O meu avô que assistiu pasmado a toda esta situação, acabou por deixar que tudo se acalmasse para depois interpelar o Castelhano.
Perguntou-lhe se estava tudo bem, ao que ele respondeu abrindo a mão direita e mostrando um punhado de escudos e fazendo sinal de que tinha fome junto à boca com a mão esquerda.
O meu avô fez-lhe sinal que o acompanhasse, e entrou pastelaria adentro.

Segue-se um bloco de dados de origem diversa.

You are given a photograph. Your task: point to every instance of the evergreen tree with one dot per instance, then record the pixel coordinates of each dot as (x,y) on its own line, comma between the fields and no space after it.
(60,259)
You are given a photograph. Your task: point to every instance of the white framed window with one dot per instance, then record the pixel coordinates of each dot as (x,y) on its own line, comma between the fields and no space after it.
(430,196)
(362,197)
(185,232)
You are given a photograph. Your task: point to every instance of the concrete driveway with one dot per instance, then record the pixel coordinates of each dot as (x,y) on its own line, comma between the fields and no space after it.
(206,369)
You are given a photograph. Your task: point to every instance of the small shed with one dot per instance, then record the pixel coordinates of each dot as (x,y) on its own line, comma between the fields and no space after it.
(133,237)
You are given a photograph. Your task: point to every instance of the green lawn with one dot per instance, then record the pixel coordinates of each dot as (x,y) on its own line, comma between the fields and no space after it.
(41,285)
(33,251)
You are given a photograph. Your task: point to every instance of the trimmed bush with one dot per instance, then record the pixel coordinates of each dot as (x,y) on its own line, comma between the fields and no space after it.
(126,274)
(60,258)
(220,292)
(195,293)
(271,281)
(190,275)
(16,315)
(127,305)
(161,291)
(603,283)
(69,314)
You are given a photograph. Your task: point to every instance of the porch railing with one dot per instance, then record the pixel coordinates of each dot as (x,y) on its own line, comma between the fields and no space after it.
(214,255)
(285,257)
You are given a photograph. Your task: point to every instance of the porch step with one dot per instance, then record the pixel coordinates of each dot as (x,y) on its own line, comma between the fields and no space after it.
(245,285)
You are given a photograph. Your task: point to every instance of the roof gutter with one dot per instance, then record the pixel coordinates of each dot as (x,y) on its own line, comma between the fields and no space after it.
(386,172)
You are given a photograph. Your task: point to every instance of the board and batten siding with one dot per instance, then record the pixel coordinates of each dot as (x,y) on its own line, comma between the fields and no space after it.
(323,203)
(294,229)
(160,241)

Retirou o chapéu e chegou-se ao balcão. E antes que o mesmo empregado viesse embirrar com o Castelhano, colocou-lhe a mão no peito e disse-lhe em tom firme: " Este cavalheiro, está comigo e com o meu neto. Faça favor de lhe servir uma sandes mista com salada, um galão e uma caixa de meia dúzia dos vossos famosos pasteis de nata. "
A repugnância que as pessoas sentiram por nos ver sentados à mesma mesa que aquela personagem, nunca me irei esquecer.
É fácil julgar as pessoas por aquilo que parecem, pelas suas dificuldades. È fácil agredir, injuriar, reclamar e até pronunciar queixas. Difícil é reagir, agir, lutar e empreender uma missão de dignidade, de auxilio e consciência colectiva.
E digo mais, não são os Castelhanos deste nosso Portugal que levaram o País ao estado em que está.
Num pais que trata assim os seus velhos e os seus desprotegidos, é facilmente visível o grau de evolução e de mentalidade da sociedade que o constroi e a desilusão
que é para os antepassados exemplares que deram sangue, suor e lágrimas pelo seu futuro.
Cumpra-se uma sociedade a sério, cumpra-se o Homem e como disse o poeta, cumpra-se Portugal.